The Young Diana, by Anna Hyatt Huntington, set in the Brookgreen Gardens in South Carolina.

The Gardens were set up in 1930 by New York industrialist Archer Huntington and his sculptor wife, Anna Hyatt Huntington, as a natural outdoor setting for Mrs. Huntington's sculpture and for the preservation of southeastern flaura and fauna. It was the first 'public' sculpture garden in the US.

RELATED: Art, Sculpture

4 comments:

Julian Pistorius said...

That is truly breathtaking.

Nice find PC.

Anonymous said...

Wasn't this the statue that was made via Bette Davis modeling for it when she was 18 yrs old?

Carson Barnes said...

Cast in 1924, so likely modeled the year before; Davis was born 1908, so she'd have been fifteen when this was modeled.

Carson Barnes said...

Indeed, I've been researching this and can't find definitive statements ("I modeled for Mrs.

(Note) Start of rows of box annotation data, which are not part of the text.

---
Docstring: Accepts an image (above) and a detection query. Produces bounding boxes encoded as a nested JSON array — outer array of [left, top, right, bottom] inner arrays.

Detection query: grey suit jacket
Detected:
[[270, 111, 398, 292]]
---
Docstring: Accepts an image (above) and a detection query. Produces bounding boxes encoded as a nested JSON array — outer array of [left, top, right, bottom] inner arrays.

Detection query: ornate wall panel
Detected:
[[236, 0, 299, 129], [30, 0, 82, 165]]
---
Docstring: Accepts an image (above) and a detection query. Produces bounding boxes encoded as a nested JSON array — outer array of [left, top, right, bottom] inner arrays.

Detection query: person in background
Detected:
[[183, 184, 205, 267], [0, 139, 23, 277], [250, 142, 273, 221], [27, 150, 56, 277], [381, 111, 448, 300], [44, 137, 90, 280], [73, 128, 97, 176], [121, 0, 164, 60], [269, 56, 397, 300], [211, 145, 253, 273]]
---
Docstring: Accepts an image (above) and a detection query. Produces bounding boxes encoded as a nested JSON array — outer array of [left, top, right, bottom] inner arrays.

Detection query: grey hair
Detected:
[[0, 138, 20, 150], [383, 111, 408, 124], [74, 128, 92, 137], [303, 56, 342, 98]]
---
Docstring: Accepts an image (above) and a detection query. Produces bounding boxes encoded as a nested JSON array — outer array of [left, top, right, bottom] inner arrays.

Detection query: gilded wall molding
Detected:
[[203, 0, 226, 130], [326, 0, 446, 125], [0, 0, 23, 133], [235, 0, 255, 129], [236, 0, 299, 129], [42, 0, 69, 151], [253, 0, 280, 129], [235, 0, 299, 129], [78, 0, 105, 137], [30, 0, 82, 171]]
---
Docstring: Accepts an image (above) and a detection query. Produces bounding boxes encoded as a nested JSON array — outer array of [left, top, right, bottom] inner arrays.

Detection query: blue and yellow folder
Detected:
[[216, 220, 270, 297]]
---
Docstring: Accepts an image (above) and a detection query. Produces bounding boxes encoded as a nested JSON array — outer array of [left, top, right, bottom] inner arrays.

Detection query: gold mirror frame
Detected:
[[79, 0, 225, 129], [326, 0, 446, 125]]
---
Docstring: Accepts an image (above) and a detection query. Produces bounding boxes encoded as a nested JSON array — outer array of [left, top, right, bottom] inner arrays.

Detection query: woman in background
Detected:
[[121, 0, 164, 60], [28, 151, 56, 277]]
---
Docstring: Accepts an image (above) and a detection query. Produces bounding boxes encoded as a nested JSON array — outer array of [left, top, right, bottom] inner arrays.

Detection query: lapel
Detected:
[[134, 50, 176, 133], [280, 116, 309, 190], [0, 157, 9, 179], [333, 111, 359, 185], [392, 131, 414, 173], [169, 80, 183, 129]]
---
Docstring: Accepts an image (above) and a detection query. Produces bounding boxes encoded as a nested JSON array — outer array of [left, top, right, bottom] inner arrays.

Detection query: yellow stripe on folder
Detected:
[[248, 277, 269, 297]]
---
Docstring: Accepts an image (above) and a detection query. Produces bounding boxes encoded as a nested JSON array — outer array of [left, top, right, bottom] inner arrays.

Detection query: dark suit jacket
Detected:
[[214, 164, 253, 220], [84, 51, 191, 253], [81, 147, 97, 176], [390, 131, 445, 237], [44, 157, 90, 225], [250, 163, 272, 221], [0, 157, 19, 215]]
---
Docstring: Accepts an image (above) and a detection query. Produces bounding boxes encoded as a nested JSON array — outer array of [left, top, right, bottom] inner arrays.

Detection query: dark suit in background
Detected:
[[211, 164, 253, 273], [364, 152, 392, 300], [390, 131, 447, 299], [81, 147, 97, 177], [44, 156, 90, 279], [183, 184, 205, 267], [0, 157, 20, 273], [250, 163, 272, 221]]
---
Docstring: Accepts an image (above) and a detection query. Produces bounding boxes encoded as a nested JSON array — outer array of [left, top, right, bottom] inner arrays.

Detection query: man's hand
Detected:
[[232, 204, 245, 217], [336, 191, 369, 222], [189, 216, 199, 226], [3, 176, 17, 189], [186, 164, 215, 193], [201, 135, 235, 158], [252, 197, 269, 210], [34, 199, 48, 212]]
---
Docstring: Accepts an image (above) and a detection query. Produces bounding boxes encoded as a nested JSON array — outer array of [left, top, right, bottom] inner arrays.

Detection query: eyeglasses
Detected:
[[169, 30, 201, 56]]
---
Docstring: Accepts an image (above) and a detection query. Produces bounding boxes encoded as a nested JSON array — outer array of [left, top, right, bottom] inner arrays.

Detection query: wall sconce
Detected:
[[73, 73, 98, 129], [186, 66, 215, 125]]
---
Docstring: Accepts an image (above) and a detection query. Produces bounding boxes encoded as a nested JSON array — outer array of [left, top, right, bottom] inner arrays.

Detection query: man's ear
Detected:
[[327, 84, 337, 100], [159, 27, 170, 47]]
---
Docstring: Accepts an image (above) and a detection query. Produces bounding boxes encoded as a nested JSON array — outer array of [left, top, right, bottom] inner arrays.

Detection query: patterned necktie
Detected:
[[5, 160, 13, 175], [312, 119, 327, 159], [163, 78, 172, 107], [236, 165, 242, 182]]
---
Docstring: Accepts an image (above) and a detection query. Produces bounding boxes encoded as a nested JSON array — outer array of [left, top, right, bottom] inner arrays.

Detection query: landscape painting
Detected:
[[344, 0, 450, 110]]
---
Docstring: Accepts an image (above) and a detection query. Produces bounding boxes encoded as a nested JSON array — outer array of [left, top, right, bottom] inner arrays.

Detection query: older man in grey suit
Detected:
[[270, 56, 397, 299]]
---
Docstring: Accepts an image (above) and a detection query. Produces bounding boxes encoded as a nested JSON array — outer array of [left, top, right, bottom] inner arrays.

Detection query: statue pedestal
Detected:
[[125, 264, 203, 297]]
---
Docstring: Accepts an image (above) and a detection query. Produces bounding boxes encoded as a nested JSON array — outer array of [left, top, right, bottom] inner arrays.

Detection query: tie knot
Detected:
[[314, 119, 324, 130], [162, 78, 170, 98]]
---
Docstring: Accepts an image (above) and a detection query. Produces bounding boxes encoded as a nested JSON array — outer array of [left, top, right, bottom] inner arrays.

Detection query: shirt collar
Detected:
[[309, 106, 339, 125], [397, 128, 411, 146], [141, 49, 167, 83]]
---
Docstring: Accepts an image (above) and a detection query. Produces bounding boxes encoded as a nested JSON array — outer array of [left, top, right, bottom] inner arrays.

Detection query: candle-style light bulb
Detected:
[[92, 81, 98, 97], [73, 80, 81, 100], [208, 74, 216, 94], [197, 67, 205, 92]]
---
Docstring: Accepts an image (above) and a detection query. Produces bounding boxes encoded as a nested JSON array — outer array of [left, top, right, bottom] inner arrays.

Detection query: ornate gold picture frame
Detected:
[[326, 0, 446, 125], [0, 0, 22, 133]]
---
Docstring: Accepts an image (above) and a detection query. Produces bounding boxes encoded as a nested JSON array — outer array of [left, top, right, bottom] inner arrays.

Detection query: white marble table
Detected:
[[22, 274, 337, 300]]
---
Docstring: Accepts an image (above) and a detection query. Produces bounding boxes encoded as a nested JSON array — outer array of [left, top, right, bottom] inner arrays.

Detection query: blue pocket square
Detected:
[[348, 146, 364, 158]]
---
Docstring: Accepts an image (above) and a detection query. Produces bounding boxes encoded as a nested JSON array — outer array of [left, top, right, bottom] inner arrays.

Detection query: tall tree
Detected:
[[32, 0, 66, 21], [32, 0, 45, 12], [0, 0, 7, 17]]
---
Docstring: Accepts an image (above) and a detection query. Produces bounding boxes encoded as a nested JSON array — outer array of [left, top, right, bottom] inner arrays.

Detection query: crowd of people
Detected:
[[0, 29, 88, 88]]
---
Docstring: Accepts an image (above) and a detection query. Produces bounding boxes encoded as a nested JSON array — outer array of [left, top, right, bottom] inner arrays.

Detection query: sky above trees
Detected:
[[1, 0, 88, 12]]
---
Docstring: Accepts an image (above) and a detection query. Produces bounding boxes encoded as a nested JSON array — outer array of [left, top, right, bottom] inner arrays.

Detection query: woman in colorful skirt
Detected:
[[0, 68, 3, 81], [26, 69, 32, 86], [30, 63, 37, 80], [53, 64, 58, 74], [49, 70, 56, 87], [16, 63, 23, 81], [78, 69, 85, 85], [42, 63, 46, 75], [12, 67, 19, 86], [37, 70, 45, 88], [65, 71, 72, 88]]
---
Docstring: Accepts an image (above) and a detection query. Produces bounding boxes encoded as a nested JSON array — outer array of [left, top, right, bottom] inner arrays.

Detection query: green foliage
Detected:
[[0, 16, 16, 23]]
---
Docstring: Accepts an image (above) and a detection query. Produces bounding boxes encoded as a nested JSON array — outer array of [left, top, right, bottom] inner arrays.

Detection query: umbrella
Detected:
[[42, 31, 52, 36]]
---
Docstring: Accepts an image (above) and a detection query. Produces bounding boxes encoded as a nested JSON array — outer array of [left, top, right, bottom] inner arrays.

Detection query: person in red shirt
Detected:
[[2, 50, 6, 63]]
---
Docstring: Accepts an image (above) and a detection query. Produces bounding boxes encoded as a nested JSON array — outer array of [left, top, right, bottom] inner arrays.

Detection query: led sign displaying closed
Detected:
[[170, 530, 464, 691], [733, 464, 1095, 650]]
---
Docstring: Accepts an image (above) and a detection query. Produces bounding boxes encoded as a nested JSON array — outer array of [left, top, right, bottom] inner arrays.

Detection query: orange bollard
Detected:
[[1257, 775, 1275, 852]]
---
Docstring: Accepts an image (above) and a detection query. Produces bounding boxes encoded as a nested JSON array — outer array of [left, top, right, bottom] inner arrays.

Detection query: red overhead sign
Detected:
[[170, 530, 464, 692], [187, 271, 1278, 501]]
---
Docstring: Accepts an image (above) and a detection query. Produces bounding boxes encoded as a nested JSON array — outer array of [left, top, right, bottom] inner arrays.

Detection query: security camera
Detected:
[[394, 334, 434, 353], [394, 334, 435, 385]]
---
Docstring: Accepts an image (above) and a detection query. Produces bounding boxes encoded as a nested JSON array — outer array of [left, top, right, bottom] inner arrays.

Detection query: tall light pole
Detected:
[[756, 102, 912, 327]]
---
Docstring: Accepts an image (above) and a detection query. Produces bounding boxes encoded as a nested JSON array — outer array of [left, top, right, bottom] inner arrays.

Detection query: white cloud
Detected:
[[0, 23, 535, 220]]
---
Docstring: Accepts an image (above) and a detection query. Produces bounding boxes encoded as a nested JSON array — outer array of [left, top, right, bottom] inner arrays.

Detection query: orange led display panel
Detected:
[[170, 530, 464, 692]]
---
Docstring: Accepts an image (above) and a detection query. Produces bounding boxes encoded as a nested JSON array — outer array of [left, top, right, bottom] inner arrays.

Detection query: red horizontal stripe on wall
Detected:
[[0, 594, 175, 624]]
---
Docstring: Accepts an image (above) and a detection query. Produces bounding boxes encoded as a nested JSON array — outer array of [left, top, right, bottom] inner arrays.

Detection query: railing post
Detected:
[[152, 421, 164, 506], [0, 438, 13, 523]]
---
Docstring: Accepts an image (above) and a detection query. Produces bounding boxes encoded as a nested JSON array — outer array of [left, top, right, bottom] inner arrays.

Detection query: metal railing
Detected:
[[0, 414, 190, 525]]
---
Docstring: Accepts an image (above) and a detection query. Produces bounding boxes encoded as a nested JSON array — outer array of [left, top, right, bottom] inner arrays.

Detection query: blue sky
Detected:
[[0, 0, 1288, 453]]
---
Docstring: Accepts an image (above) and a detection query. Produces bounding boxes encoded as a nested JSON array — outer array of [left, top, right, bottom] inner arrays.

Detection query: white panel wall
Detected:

Huntington when I was 15") but can find enough to piece together to suggest this is a portrait of Bette Davis at 15. It wasn't uncommon in the early 20th century for women sculptors and some men as well to sculpt what we'd now call underage girls in the nude or seminude; see works by Harriet Whitney Frishmuth who worked with at least one girl of 13, a ballerina in training; Edward McCartan who hired young girls through the New York art school of whose sculpture department he was chairperson.